Dans le mémoire qu'elle a présenté au Comité, l'AFPC a aussi souligné le fait que le projet de loi C-36 s'éloigne trop de l'objectif qui consiste à identifier, arrêter et poursuivre en justice les personnes responsables d'activités qualifiées de « terroristes », en tentant d'obtenir que soient remaniées la Loi sur l'accès à l'information, la Loi sur la protection des renseignements personnels et les documents électroniques et la Loi sur la protection des renseignements personnels, si bien que le procureur général pourrait suspendre ces lois selon son bon vouloir.
« Selon nous, il est inutile de modifier ces trois textes législatifs, puisqu'ils autorisent déjà le gouvernement à interdire la divulgation de renseignements pouvant compromettre la sécurité.
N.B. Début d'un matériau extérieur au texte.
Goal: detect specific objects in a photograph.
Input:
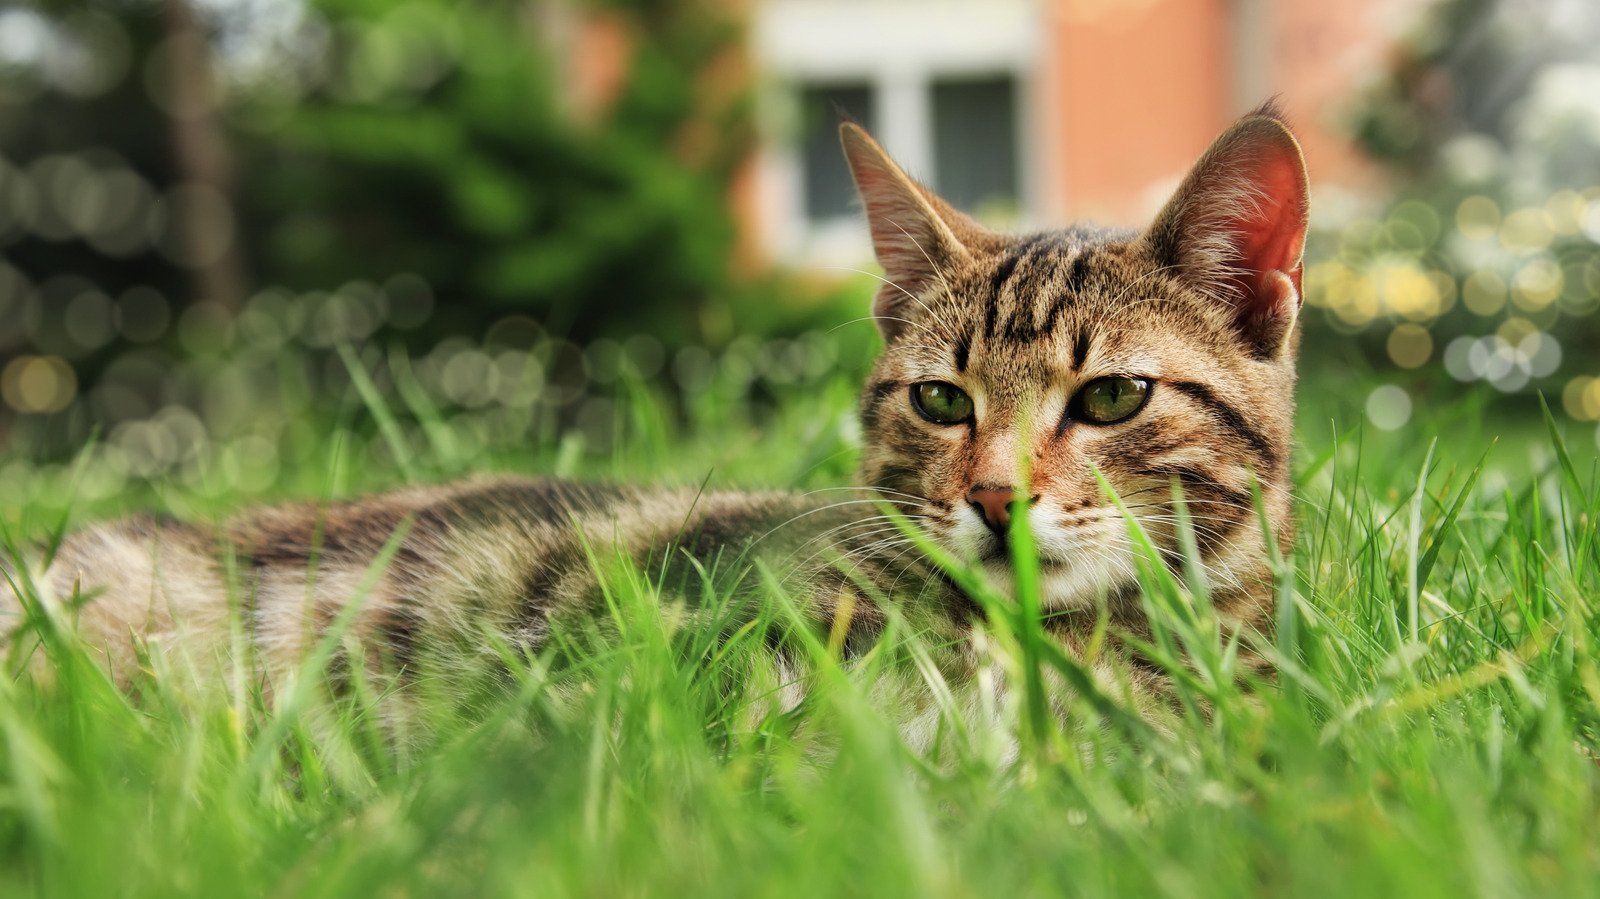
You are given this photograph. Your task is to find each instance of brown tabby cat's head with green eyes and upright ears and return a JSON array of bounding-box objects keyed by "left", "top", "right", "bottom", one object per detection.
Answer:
[{"left": 842, "top": 103, "right": 1309, "bottom": 609}]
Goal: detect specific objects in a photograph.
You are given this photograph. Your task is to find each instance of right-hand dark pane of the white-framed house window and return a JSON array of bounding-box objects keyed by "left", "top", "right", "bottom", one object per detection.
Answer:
[{"left": 933, "top": 77, "right": 1018, "bottom": 210}]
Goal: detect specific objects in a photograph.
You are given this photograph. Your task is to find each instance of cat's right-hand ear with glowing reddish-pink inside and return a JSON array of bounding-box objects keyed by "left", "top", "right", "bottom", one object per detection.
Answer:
[{"left": 1144, "top": 106, "right": 1310, "bottom": 358}]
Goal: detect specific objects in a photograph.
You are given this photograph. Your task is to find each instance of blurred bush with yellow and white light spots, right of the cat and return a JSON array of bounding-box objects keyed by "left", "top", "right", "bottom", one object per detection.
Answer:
[{"left": 1306, "top": 0, "right": 1600, "bottom": 421}]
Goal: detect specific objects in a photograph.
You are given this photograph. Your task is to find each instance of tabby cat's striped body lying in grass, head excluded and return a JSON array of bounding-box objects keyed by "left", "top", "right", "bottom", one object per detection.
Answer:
[{"left": 15, "top": 477, "right": 928, "bottom": 697}]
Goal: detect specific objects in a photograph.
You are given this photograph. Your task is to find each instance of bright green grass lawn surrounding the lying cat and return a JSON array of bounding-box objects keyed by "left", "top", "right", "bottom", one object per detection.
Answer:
[{"left": 0, "top": 348, "right": 1600, "bottom": 897}]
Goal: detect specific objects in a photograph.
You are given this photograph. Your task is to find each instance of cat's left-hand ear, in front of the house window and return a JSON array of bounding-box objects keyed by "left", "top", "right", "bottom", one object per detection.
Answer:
[{"left": 838, "top": 122, "right": 981, "bottom": 341}]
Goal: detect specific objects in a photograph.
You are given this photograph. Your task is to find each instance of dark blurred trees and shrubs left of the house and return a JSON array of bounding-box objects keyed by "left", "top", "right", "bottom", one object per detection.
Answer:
[{"left": 0, "top": 0, "right": 870, "bottom": 457}]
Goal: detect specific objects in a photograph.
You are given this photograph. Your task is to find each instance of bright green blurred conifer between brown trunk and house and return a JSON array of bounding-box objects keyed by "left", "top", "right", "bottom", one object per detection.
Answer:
[{"left": 240, "top": 0, "right": 752, "bottom": 344}]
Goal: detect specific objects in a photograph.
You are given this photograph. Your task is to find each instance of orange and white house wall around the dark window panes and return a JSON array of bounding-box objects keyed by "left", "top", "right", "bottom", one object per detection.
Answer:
[{"left": 739, "top": 0, "right": 1432, "bottom": 264}]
Nous estimons également que la création d'exemptions générales, comme il est proposé dans le projet de loi C-36, et les dispositions prévoyant leur application par décret, sans aucun examen ou appel indépendant, menacent notre démocratie. »
Nycole Turmel a fait remarquer que, parmi les aspects les plus intéressants de la réaction du gouvernement face aux événements du 11 septembre 2001, il y avait lieu de mentionner la déclaration ferme concernant l'intolérance raciale. « Le projet de loi C-36 cherche certes à étouffer la propagande haineuse sur Internet et à faire qualifier de délit les dommages causés aux biens religieux, mais d'autres dispositions, notamment celles qui portent sur les enquêtes et sur les arrestations préventives, raniment le spectre du profil racial. »
En conclusion, Turmel a déclaré : « Quel que soit le resserrement des libertés et des droits des Canadiennes et des Canadiens qu'entraînera le nouvel ordre mondial, qu'il s'agisse du projet de loi C-36 ou d'un autre texte législatif, les restrictions doivent être évaluées, avoir une application limitée et faire l'objet d'examen par une tierce partie compétente ».